Of course, the risk of cannibalization is already well-known.
“This is why in mature PPA markets,” the report states, noting that in Spain and Sweden, in particular, “we see the shift of buyers demanding baseload PPAs, and pay-as-produced (PAP) structures providing significant discounts, because the cannibalization risk has been factored in.”
Maritina Kanellakopoulou, an analyst for Pexapark, told pv magazine That is the reason for this higher interest in baseload PPAs is not driven by energy storage. “We see a notable surge of interest in the solar-plus-storage topic,” says Kanellakopoulou, “[The levelized cost of electricity] is still too high to allow for large-scale adoption.”
However, it’s not all doom and gloom.
“The higher interest in baseload PPAs is driven by the better demand and thus higher prices shown by utility offtakers,” said Kanellakopoulou. “For solar, baseload profiles have been called impossible, but physical backing by storage assets starts to make baseload hedging for PV assets much more palatable, as it addresses fears around the structural mismatch between production and contract profiles.”
While widespread adoption of solar-plus-storage is still inhibited by price, it seems as if some deals of this nature are being done. Energy storage for baseload hedging for PV assets is becoming more “palatable,” and perhaps the age of solar-plus-storage enabling baseload PPAs is dawning.
Of course, baseload PPAs are more mature for wind assets in Nordic countries and also in Spain. Kanellakopoulou pointed to the recent deal between Alcoa and Greenalia as an example of this.
Because the market for PPAs is becoming increasingly saturated by offtakers wanting to warehouse their cannibalization risk, costs are starting to become prohibitively high. According to Kanellakopoulou, “storage is a genuine alternative which is not based on trading. The most immediate action one can take, is to review co-location with battery storage, as it’s the quickest way to shield from the cannibalization effect.”
Werner Trabesinger, the head of quantitative products at Pexapark and a co-author of the report, told pv magazine “that baseload-profiled PPA contracts receive substantially better prices, as they do not shift the burden of cannibalization risk onto the offtakers. In other words, the economics of baseload – hedged PV assets is much more favorable.”

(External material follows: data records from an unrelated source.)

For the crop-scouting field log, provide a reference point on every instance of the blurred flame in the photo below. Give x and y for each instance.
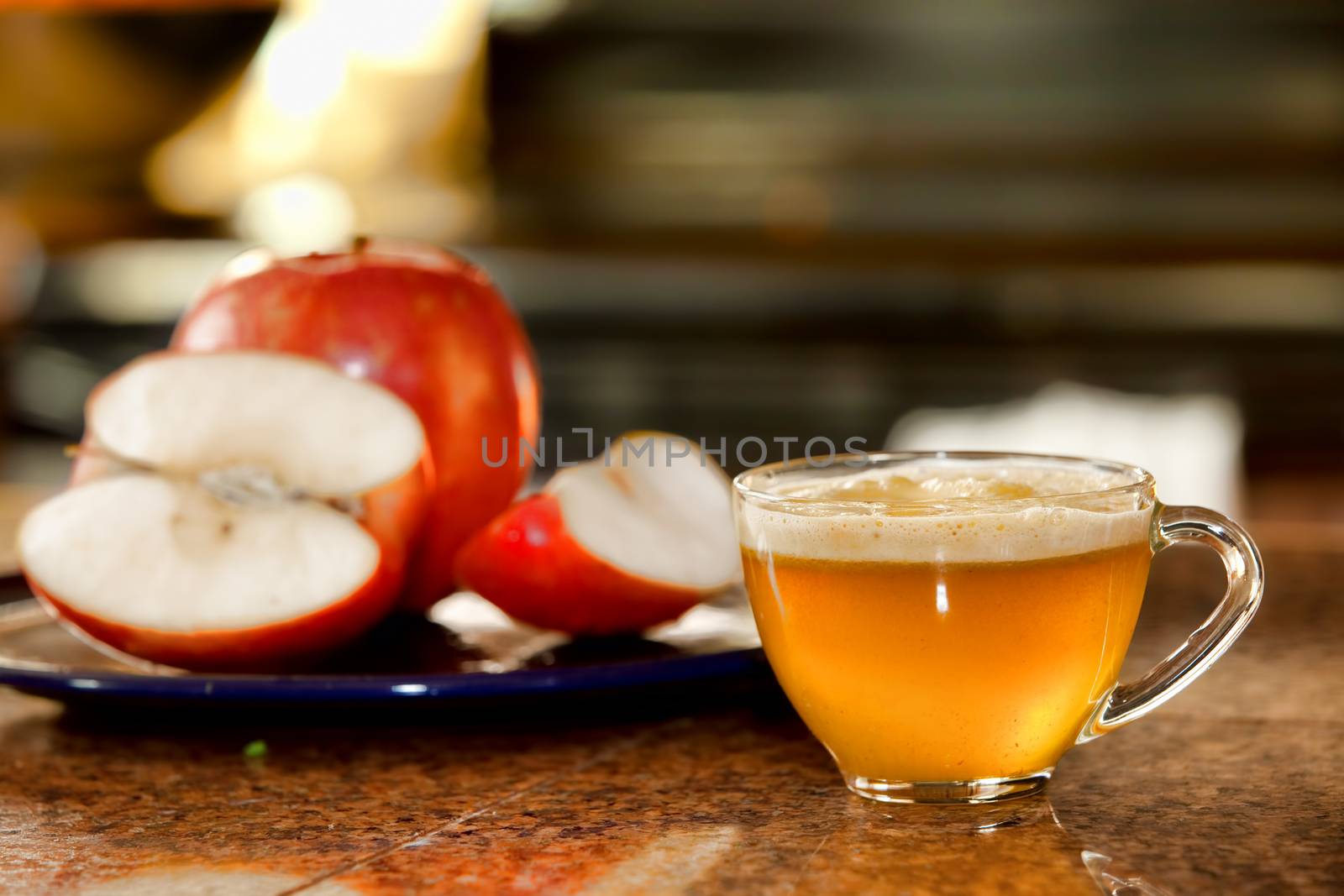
(333, 121)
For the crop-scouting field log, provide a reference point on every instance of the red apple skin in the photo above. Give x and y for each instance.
(526, 563)
(391, 513)
(394, 512)
(277, 647)
(421, 322)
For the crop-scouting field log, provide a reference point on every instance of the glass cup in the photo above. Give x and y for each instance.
(948, 627)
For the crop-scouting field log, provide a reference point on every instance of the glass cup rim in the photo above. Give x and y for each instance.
(1142, 479)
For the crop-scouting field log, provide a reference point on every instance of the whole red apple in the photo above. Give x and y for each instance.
(421, 322)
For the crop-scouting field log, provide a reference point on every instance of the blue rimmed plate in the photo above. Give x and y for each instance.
(464, 651)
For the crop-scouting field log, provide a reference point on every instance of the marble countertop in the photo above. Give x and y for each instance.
(1234, 786)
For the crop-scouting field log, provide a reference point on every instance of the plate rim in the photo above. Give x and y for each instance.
(30, 678)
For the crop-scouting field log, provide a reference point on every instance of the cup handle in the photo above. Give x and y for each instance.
(1245, 584)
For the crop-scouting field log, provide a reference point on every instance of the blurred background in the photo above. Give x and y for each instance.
(1066, 224)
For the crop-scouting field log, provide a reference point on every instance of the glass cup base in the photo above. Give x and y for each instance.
(980, 790)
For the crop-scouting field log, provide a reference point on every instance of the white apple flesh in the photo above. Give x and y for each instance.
(232, 511)
(612, 546)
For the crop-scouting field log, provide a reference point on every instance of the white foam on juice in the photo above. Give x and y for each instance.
(949, 512)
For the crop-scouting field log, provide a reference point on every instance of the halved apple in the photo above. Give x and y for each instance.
(232, 511)
(620, 543)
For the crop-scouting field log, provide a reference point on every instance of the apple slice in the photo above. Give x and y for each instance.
(230, 511)
(620, 543)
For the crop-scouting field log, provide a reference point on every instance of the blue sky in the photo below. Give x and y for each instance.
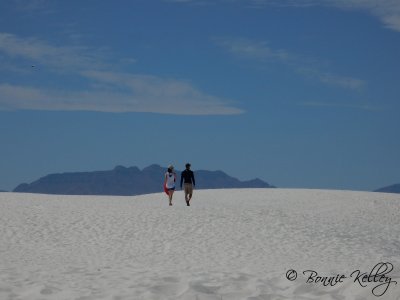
(298, 93)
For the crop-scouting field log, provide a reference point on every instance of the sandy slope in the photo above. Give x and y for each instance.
(230, 244)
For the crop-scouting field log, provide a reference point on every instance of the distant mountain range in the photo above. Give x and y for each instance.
(128, 181)
(394, 188)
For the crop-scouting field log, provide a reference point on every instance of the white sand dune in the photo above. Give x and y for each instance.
(230, 244)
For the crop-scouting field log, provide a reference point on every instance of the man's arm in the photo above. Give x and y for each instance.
(181, 179)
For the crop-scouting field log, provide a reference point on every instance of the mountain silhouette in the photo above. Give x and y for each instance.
(394, 188)
(128, 181)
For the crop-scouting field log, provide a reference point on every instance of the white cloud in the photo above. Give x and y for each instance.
(387, 11)
(106, 91)
(360, 106)
(145, 94)
(59, 58)
(308, 67)
(252, 49)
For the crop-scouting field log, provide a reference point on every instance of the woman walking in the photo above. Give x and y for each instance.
(169, 182)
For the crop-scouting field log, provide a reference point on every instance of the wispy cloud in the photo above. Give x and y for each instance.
(61, 58)
(387, 11)
(105, 91)
(360, 106)
(260, 51)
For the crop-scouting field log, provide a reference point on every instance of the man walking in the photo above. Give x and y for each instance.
(187, 177)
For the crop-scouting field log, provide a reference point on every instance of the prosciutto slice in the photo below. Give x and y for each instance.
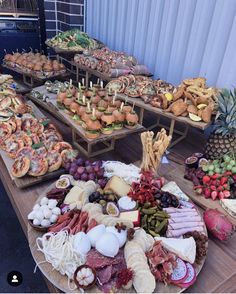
(178, 233)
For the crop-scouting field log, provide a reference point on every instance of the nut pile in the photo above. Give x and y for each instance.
(201, 241)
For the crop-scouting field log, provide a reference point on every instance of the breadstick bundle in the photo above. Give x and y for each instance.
(153, 149)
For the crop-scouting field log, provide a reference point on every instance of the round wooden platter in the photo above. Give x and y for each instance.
(61, 281)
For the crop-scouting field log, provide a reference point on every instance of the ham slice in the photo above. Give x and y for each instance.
(183, 214)
(176, 226)
(185, 219)
(179, 210)
(180, 232)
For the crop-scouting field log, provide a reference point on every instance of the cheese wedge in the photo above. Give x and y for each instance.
(174, 189)
(229, 205)
(118, 186)
(133, 216)
(183, 248)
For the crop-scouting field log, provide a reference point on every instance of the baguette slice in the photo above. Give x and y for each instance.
(183, 248)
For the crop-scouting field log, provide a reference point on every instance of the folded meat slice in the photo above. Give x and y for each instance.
(179, 232)
(185, 219)
(176, 226)
(184, 214)
(179, 210)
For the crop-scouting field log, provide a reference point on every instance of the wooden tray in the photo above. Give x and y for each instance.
(51, 106)
(36, 78)
(140, 103)
(27, 180)
(187, 187)
(71, 52)
(61, 282)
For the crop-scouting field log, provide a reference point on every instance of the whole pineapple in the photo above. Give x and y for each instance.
(223, 138)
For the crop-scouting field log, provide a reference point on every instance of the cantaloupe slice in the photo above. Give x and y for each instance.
(169, 96)
(194, 117)
(201, 106)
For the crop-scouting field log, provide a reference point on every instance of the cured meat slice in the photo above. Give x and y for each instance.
(98, 261)
(38, 166)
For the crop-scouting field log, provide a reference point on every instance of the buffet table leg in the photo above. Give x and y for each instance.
(141, 115)
(86, 79)
(182, 137)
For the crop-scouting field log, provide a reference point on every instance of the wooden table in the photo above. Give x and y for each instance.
(218, 273)
(32, 80)
(160, 113)
(78, 133)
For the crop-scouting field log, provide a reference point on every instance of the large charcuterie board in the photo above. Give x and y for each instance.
(200, 200)
(28, 181)
(61, 282)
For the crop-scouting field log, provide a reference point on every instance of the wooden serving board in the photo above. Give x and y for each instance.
(27, 180)
(61, 281)
(140, 103)
(36, 78)
(187, 187)
(51, 106)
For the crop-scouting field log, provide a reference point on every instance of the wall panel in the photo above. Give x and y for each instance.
(176, 39)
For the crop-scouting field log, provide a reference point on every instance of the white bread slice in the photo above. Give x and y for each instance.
(184, 248)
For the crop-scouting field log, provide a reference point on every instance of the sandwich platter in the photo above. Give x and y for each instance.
(157, 239)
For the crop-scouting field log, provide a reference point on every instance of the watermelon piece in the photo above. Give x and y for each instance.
(191, 277)
(180, 272)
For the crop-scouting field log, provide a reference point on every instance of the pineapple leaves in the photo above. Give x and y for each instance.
(221, 106)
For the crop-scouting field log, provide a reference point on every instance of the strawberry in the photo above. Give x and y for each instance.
(218, 183)
(206, 179)
(215, 176)
(228, 173)
(221, 195)
(214, 195)
(226, 193)
(207, 193)
(198, 189)
(226, 186)
(223, 180)
(213, 188)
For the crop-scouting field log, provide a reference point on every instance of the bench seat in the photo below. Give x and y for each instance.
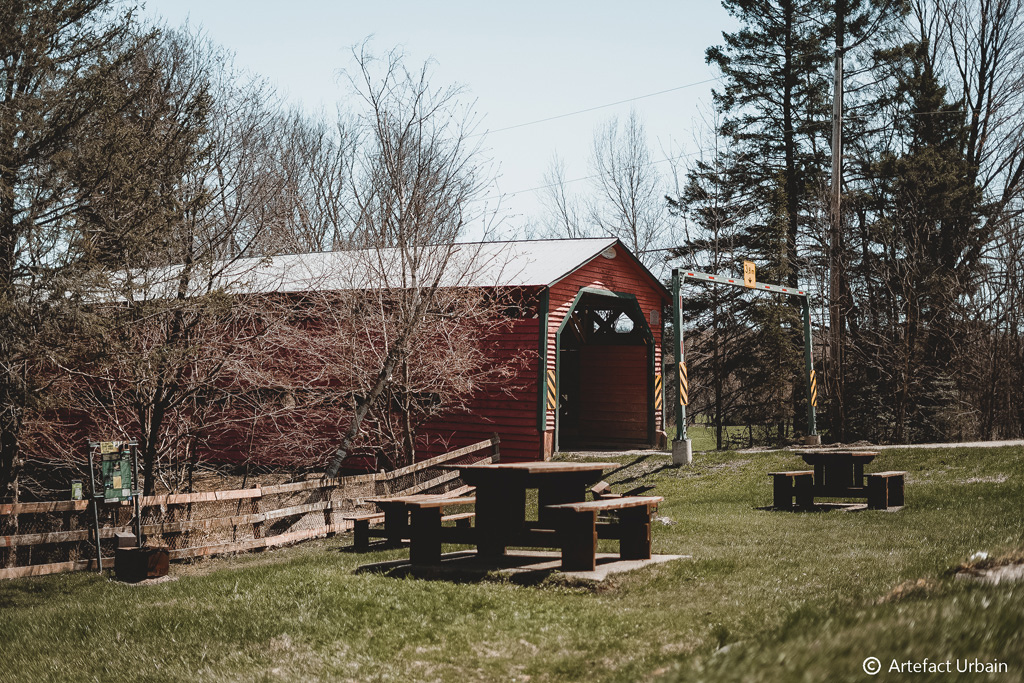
(577, 529)
(786, 485)
(885, 489)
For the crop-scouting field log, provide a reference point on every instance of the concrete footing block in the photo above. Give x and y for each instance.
(682, 452)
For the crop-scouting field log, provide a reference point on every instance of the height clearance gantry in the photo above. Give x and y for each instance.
(682, 451)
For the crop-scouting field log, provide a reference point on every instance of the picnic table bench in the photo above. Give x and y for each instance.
(578, 529)
(394, 513)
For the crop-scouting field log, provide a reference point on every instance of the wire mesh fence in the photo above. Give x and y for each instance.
(60, 536)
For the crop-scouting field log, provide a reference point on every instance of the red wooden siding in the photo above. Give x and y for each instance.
(510, 411)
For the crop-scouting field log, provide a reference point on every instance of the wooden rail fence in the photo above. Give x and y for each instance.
(213, 522)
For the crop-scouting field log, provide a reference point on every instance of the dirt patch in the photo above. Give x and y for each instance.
(998, 478)
(909, 589)
(992, 570)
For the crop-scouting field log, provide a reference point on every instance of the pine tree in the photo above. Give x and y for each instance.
(58, 60)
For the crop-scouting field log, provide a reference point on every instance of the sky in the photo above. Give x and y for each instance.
(521, 62)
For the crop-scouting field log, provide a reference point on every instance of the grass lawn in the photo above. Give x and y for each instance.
(767, 596)
(704, 436)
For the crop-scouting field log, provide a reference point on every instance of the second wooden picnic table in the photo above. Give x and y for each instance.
(839, 473)
(501, 500)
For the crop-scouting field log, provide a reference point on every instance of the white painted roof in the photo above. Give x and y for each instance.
(524, 263)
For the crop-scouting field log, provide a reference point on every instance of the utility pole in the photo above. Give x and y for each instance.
(837, 279)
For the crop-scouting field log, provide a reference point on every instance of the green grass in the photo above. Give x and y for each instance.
(704, 437)
(767, 596)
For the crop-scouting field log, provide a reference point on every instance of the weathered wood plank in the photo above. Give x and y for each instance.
(49, 506)
(54, 567)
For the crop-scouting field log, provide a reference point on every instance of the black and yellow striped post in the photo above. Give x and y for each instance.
(812, 380)
(552, 391)
(682, 450)
(684, 386)
(657, 392)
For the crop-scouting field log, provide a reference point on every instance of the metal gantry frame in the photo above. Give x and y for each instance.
(678, 280)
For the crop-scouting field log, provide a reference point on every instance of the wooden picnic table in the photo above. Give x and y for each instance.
(501, 500)
(839, 473)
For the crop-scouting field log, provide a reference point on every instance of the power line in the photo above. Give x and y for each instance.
(594, 109)
(580, 179)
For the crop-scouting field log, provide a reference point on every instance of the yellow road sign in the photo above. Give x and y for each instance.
(750, 274)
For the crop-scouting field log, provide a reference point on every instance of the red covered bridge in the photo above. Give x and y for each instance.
(597, 332)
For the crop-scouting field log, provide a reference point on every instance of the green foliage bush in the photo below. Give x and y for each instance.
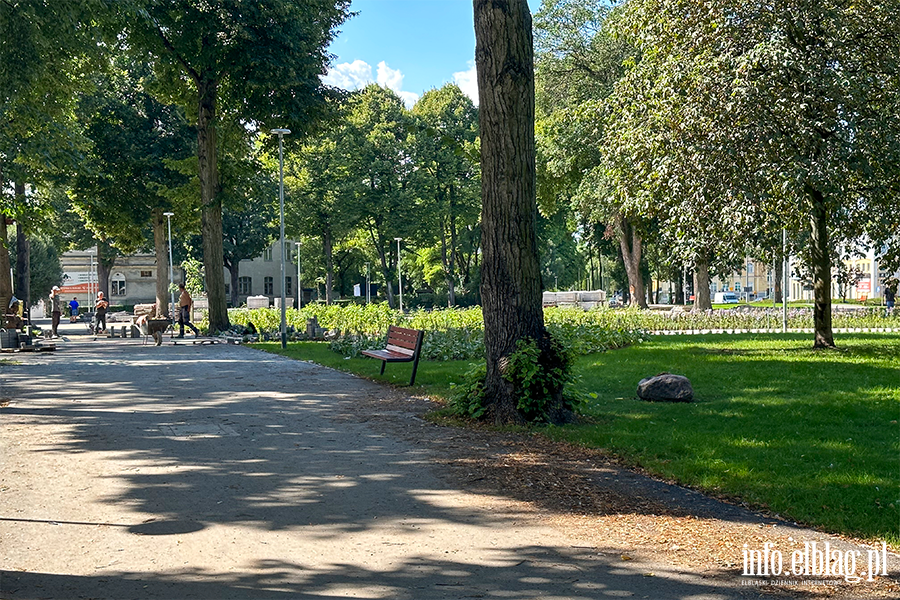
(541, 382)
(450, 333)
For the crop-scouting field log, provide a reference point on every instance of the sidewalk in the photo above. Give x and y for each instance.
(219, 472)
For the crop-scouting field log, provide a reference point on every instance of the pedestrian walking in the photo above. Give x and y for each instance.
(55, 310)
(100, 313)
(73, 310)
(185, 305)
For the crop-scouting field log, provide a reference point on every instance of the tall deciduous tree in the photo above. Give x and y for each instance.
(511, 278)
(119, 188)
(260, 60)
(578, 63)
(382, 163)
(448, 171)
(794, 106)
(322, 188)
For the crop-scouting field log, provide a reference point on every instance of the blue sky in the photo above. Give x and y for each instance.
(409, 46)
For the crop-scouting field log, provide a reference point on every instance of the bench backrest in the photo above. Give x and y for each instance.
(404, 341)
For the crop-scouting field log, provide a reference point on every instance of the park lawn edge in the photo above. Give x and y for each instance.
(660, 466)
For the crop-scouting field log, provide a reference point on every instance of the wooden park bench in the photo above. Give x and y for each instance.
(403, 345)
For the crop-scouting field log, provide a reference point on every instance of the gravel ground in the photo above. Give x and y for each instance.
(131, 471)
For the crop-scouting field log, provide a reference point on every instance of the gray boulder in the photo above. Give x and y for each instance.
(666, 387)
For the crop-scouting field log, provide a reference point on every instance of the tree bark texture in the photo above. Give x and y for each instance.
(779, 277)
(23, 257)
(511, 282)
(702, 300)
(630, 242)
(821, 267)
(160, 247)
(328, 251)
(233, 275)
(211, 206)
(23, 270)
(5, 279)
(104, 268)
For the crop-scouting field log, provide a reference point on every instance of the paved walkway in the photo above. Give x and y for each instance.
(133, 471)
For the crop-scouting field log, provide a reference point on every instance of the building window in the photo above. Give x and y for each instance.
(117, 285)
(244, 286)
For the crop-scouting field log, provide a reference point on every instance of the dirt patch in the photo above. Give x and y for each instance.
(606, 506)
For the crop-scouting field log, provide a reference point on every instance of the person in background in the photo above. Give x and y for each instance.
(55, 310)
(102, 306)
(73, 310)
(185, 304)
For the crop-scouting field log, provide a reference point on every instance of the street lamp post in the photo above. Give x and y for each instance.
(299, 281)
(281, 133)
(171, 284)
(399, 276)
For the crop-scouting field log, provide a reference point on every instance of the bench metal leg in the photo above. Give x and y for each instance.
(412, 378)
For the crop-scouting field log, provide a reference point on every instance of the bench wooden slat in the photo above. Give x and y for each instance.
(403, 345)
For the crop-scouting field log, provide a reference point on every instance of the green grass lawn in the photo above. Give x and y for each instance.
(813, 436)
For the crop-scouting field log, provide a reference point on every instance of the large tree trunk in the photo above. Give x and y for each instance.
(511, 281)
(23, 271)
(779, 277)
(702, 300)
(630, 243)
(234, 272)
(821, 267)
(160, 247)
(328, 251)
(211, 206)
(451, 271)
(5, 278)
(104, 268)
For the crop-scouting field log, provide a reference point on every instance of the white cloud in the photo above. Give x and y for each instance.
(358, 74)
(349, 76)
(468, 82)
(388, 77)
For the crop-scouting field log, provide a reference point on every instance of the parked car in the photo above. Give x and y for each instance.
(725, 298)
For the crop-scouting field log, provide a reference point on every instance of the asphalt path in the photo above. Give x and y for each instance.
(182, 471)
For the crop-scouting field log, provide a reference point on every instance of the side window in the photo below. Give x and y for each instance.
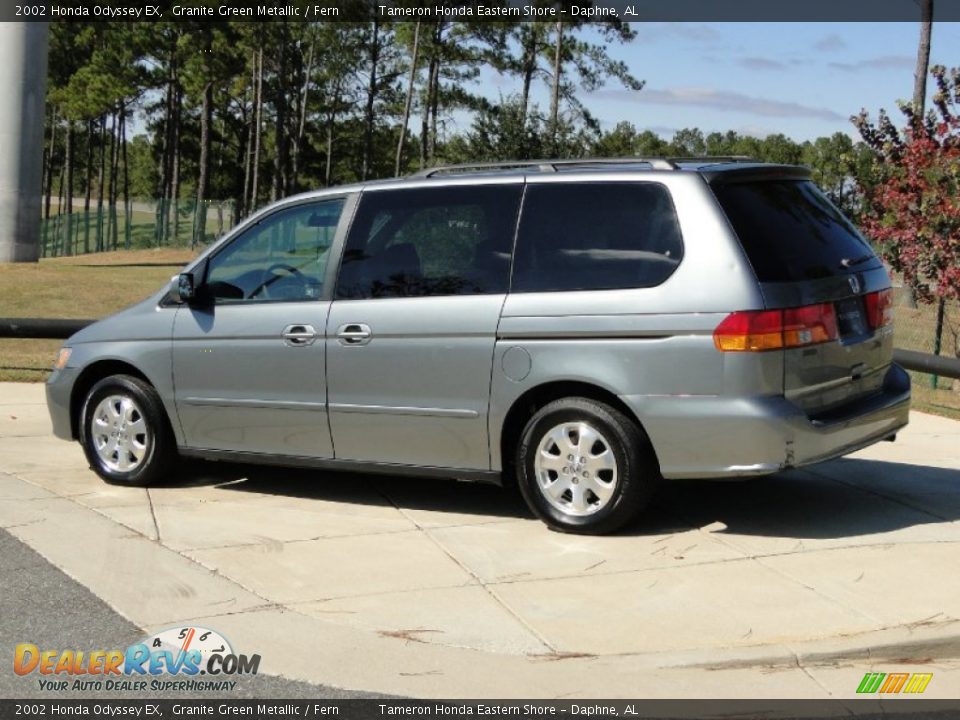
(430, 241)
(596, 236)
(283, 257)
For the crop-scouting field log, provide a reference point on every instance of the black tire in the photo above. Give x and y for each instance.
(627, 488)
(134, 459)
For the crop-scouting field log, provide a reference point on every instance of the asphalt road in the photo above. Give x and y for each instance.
(40, 604)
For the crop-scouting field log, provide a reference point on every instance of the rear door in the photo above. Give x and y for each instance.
(805, 252)
(411, 332)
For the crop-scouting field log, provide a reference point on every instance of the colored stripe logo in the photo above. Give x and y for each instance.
(892, 683)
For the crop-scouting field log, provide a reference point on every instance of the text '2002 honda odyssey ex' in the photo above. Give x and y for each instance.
(585, 327)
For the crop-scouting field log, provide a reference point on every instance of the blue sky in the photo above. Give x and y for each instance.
(801, 79)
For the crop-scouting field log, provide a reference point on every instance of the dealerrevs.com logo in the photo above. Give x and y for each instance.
(184, 658)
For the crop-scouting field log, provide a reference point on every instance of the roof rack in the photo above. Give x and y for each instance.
(655, 163)
(712, 159)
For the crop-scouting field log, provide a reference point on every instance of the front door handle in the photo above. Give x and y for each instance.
(299, 335)
(354, 334)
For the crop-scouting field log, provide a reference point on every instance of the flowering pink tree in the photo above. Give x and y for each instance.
(913, 204)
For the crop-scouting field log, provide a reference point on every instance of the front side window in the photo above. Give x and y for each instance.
(430, 241)
(282, 257)
(596, 236)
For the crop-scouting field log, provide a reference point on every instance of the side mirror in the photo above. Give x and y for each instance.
(183, 288)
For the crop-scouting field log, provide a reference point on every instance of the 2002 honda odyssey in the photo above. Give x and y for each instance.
(585, 327)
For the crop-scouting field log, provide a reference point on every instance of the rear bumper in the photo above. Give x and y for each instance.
(727, 437)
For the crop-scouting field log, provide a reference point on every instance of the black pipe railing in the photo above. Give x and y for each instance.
(59, 329)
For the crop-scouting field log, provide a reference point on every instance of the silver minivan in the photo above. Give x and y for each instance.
(584, 329)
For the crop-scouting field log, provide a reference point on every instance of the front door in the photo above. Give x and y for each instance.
(248, 364)
(411, 332)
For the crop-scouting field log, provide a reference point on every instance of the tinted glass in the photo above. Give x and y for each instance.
(596, 236)
(791, 231)
(283, 257)
(436, 241)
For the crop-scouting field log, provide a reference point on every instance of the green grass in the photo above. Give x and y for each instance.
(86, 286)
(96, 285)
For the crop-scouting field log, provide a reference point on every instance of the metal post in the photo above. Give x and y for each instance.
(23, 82)
(937, 339)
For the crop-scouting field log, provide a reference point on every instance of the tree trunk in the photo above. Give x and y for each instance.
(529, 68)
(203, 182)
(432, 75)
(111, 182)
(68, 190)
(114, 180)
(328, 170)
(923, 58)
(248, 149)
(127, 209)
(371, 99)
(920, 97)
(408, 103)
(166, 162)
(302, 122)
(258, 109)
(175, 176)
(101, 182)
(50, 154)
(88, 177)
(278, 186)
(555, 89)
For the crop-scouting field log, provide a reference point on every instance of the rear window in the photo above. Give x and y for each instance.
(791, 231)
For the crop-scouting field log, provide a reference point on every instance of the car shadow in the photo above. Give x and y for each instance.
(842, 498)
(404, 493)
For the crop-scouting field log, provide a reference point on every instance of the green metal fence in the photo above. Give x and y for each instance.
(136, 225)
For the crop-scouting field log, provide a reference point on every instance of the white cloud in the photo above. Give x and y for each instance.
(723, 100)
(830, 43)
(685, 31)
(758, 63)
(884, 62)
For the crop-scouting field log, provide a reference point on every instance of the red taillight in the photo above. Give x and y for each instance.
(759, 330)
(879, 308)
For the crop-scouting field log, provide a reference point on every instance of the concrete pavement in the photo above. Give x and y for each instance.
(790, 586)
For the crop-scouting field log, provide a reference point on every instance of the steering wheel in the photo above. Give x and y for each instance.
(273, 276)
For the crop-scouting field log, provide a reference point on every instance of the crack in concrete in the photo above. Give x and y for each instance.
(153, 516)
(469, 571)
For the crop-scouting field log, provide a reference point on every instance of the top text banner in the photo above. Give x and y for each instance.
(479, 11)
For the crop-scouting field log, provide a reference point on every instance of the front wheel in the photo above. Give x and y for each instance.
(584, 467)
(124, 432)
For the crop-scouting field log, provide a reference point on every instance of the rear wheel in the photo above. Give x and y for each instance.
(585, 467)
(124, 432)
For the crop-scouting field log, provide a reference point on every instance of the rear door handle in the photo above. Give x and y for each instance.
(354, 334)
(299, 335)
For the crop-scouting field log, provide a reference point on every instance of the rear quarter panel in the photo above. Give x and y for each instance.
(644, 343)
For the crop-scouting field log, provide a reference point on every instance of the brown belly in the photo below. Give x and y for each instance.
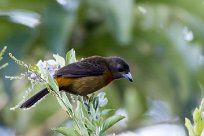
(83, 85)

However, many project owners fear that entering into baseload hedges will push them into an active role in the spot markets.
“They fear is that spot markets might work systematically against them, causing poor overall performance,” said Trabesinger. “Colocated BESS assets help circumvent this issue, as they allow for storing production volumes for release during higher-priced hours. In this sense, they ‘future-proof’ assets against cannibalization issues.”
The LCOE is still too high for widespread adoption of co-located solar-plus-storage projects, but the higher revenue from higher PPA prices – combined with the cannibalization risk reduction provided by a BESS asset – significantly improves the profitability of such projects. As Trabesinger put it, “we feel that the tipping point might very soon be reached.”